Выбрать главу

Библиотека литературы Древней Руси

Том 9

(Конец XIV - первая половина XVI века)

ЭПОХА РЕШИТЕЛЬНОГО ПОДЪЕМА ОБЩЕСТВЕННОГО ЗНАЧЕНИЯ ЛИТЕРАТУРЫ

Первая половина XVI века — эпоха, когда развивается вера в социальное переустройство общества на основе принципов «правды», то есть «истины-справедливости».

На первый план начинает выступать новое сословие — сословие дворян — служилых людей, выдвигаемых не по родовитости и заслугам предков, а по личным достоинствам и стремящихся укрепить свое положение различными проявлениями преданности государству и его главе — великому князю московскому.

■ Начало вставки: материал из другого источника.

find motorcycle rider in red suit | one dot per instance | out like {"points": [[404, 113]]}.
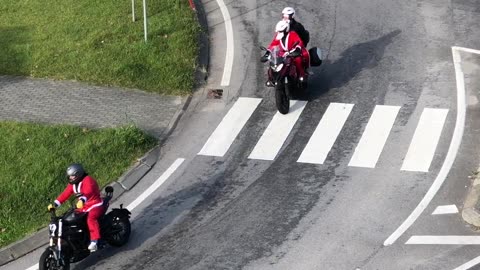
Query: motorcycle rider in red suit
{"points": [[286, 39], [86, 189]]}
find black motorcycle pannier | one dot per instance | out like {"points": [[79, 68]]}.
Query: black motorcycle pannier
{"points": [[315, 60]]}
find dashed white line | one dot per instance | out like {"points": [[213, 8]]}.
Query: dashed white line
{"points": [[469, 264], [326, 133], [450, 157], [277, 132], [445, 209], [443, 240], [424, 142], [227, 69], [374, 137], [232, 123]]}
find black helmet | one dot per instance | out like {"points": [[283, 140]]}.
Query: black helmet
{"points": [[75, 173]]}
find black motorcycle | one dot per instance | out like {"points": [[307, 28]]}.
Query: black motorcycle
{"points": [[69, 235], [283, 75]]}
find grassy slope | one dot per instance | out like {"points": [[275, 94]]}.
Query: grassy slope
{"points": [[33, 159], [96, 41]]}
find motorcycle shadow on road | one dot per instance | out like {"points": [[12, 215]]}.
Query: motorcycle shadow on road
{"points": [[181, 206], [335, 74]]}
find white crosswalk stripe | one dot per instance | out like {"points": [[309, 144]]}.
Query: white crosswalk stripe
{"points": [[367, 152], [425, 140], [374, 137], [326, 133], [233, 122], [277, 132]]}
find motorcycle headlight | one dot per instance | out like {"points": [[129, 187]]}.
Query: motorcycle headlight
{"points": [[277, 68]]}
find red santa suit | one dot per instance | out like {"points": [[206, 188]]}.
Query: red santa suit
{"points": [[286, 44], [86, 190]]}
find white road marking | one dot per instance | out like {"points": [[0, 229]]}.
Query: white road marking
{"points": [[424, 143], [449, 159], [326, 133], [445, 209], [476, 260], [157, 183], [277, 132], [374, 137], [227, 69], [443, 240], [35, 267], [232, 123], [469, 264]]}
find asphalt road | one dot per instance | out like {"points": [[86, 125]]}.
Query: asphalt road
{"points": [[235, 212]]}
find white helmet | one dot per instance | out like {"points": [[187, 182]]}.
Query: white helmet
{"points": [[282, 26], [288, 11]]}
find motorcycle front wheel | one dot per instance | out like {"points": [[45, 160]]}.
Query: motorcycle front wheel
{"points": [[281, 98], [48, 262]]}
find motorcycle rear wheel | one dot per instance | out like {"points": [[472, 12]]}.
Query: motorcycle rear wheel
{"points": [[47, 262], [120, 232], [281, 98]]}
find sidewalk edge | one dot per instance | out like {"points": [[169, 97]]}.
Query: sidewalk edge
{"points": [[143, 165], [470, 213]]}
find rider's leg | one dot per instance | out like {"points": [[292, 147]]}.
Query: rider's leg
{"points": [[300, 68], [93, 226]]}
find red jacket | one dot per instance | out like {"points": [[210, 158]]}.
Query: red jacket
{"points": [[87, 190], [291, 38]]}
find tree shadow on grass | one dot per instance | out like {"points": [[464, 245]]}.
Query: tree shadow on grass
{"points": [[15, 50]]}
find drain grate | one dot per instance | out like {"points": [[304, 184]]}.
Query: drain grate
{"points": [[215, 93]]}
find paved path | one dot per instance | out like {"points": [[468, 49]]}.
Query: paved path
{"points": [[68, 102]]}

Как и всякий новый общественный слой, дворянство стремится идеологически обосновать свои права и притязания, верит в силу разума. Впрочем, вера в доводы разума характерна не для одного дворянства. Во всем русском обществе поднимается вера не только в рассудок, логику, разумную целесообразность, но и в силу человеческого слова, в книгу. Роль и значение литературы поднимается необыкновенно. Сама литература меняет свой характер, становясь все более и более философичной, и проникается духом публицистической полемики.

Никогда прежде не спорили так много в Древней Руси, как в первой половине XVI века. Развитие публицистики — политической и философической — идет на гребне общего подъема веры в разум, характерной и для ренессансной Европы XVI века. О значении книжного слова неоднократно пишется в сочинениях, приписываемых приехавшему с Запада дворянину Ивану Пересветову. В «Сказании о царе Константине» поведано о том, что вельможи властителя — «ленивыя богатины» — дали ему прочесть неправильные книги, в которых проводилась мысль, что царь не должен ходить войной «на иноплеменническую землю», в результате чего «царь книги прочел да укротел». С другой стороны, успехи султана Магмета Пересветов объясняет опять-таки влиянием книг — на этот раз правильных и мудрых: «Царь турской Магмет-салтан сам был философ мудрый по своим книгам по турским, а се греческия книги прочел, и написав слово в слово по-турски, ино виликия мудрости прибыло у царя». Рассказав о той «правде», которую ввел Магмет в своем царстве, Пересветов заключает: «А ту мудрость царь снял з греческих книг образец — таковым было греком быти»; «А то царь Махмет списал со християнских книг ту мудрость»; «Махмет списал со християнских книг ту мудрость и праведный суд»; «А все то Магмет-салтан, турской царь, снял образец жития света сего со християнских книг».

Пересветов придает исключительное значение «речам» волошского воеводы Петра. Он стремится пересказать их царю; сообщает царю то, что пишут о нем в Литве «философи греческия и дохтуры латынския», наконец, в особом «Сказании о книгах» Пересветов рассказывает, что Магмет-султан повелел у константинопольского патриарха Анастасия взять и перевести на турецкий язык христианские книги, с которых «снял образец жития света сего», то есть заимствовал образец общественного устройства.

Вера в возможность установить социальную справедливость с помощью убеждения и доброй воли просвещенного законодателя-князя отличает и сочинения другого замечательного писателя — протопопа кремлевского Благовещенского собора Ермолая-Еразма. Ермолай-Еразм предназначал свои сочинения для государя. К государю обращена его «Правительница» и «Моление к царю», его «челобитные», а отчасти сочиненные им на основе местных сказаний жития — «Повесть о Петре и Февронии Муромских» и «Повесть о Василии Рязанском», в которых он в косвенной форме поучает государя социальной справедливости и выступает против своеволия и спеси боярства.

В связи с этой верой в силу личного убеждения следует поставить и общее Пересветову и Ермолаю-Еразму желание, чтобы царь лично прочел их писания. Об этом Пересветов просит царя в первой своей челобитной; об этом же просит Грозного Ермолай-Еразм в своем «Молении к царю».

Вера в силу книжного слова была характерна в это время не только для представителей дворянской литературы. Однако эта вера имела свои оттенки в каждом из сословий. Представители церкви, обращавшиеся к государю со своими посланиями, надеялись в основном не только на силу своих доводов (как Пересветов и Ермолай-Еразм), но и на авторитет церкви. Митрополит Даниил самое свое слово считал как бы данным ему Богом: «даде нам Господь Бог от слова помощь». Представители же боярства редко предназначают свои сочинения непосредственно для царя. Они излагают свои взгляды не только для того, чтобы кого-то убедить, но и чтобы просто выразить свое негодование окружающими непорядками. Впоследствии Вассиан Патрикеев говорил, что его называли «дерзким языком». Он жаловался, изливал свои недовольства: «Что убо безмилостивно и спротивно святым Писанием сътворяю, аще о сицевых беседую с боголюбивыми князи, плачася и рыдая (выделено мною. —Д. Л.) церковное нестроение».